Mr Jacobelli added: “You can see that Emmanuel Macron is running away. He is running away. Because he has only one fear. It’s that his record will be brought to his face.”
Macron’s government have faced back-to-back crises – some triggered by the government itself like the Yellow Vest protests.
“And that they say to him, but Mr Macron, you were the little Mozart of finance, and you increased our country’s debt by 600 billion.”
“Mr Macron, you have reduced the purchasing power of the poorest French people.”
Emmanuel Macron was a finance minister under the previous administration and used to be a banker before rising to power.

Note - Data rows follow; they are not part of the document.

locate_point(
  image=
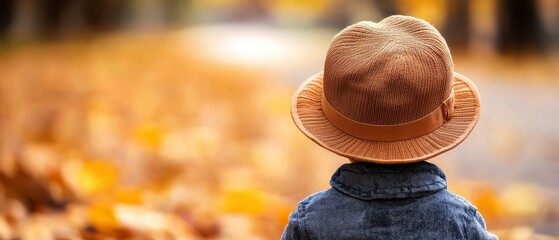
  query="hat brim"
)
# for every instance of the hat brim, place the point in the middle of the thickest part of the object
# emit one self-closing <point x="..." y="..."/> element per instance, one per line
<point x="307" y="114"/>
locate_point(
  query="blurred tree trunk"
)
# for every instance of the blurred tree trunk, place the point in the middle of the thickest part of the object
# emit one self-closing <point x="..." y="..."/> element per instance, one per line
<point x="457" y="26"/>
<point x="519" y="27"/>
<point x="104" y="15"/>
<point x="6" y="17"/>
<point x="51" y="13"/>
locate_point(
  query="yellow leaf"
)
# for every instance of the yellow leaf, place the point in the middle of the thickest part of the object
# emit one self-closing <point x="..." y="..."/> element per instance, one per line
<point x="249" y="201"/>
<point x="149" y="135"/>
<point x="96" y="177"/>
<point x="102" y="215"/>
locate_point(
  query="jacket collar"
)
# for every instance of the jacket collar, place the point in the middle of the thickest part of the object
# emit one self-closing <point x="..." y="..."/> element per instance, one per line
<point x="369" y="181"/>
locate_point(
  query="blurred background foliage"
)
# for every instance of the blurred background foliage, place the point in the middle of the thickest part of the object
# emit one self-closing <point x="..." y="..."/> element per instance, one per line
<point x="169" y="119"/>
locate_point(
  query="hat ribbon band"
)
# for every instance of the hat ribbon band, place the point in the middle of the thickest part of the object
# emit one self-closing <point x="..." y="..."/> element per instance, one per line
<point x="390" y="133"/>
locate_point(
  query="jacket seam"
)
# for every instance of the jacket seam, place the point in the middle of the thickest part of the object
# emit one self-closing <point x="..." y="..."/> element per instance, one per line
<point x="362" y="193"/>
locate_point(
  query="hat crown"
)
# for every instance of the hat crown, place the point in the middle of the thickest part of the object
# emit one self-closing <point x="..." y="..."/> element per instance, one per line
<point x="393" y="72"/>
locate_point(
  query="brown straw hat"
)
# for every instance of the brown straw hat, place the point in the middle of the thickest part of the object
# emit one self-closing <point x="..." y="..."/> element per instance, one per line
<point x="388" y="94"/>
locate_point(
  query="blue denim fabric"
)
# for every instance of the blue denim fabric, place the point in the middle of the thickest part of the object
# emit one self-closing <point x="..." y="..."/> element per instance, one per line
<point x="373" y="201"/>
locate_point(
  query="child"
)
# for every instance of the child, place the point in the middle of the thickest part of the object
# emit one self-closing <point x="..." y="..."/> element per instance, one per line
<point x="388" y="99"/>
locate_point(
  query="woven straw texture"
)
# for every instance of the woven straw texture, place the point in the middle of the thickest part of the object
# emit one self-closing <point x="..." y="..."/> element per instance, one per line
<point x="393" y="72"/>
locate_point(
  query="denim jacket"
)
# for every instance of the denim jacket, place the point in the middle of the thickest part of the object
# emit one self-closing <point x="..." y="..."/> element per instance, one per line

Emmanuel Macron was a finance minister under the previous administration and used to be a banker before rising to power. He has failed to deliver on his 2017 campaign promise to keep the GDP deficit under three percent due to the Covid-19 pandemic.
According to the Court of auditors’ office, Macron’s government spent 96.4 billion euros in 2020 – 86% of the expenses were dedicated to the crisis.
In an annual report, the Court of Auditors sounded alarms bells earlier this year, as public expenses had reached “unprecedented levels”. The Court alerted to the need for an “unprecedented effort” in the coming years to control public spending and straighten out France’s GDP.
President Macron promised in March that his budget plan for the next five years will not affect the country’s debt and would solely rely on savings – pointing to his promise of keeping the GDP under three percent.
Mr Jacobelli continued: “Mr President, you have allowed insecurity figures to soar, communitarianism to take hold and immigration to gallop.”
“Mr President, all the lights are on and of course, he doesn’t want to talk about it, so he’s using invective.”
Ahead of the second round of the French election, President Macron has been more present on the campaign trail and multiplied media appearances. But his absence from the field has cost him points in the polls as he has steadily been falling. Opinion Way’s latest poll has him winning the election with 53 percent of the votes and 47 percent for his opponent Ms Le Pen.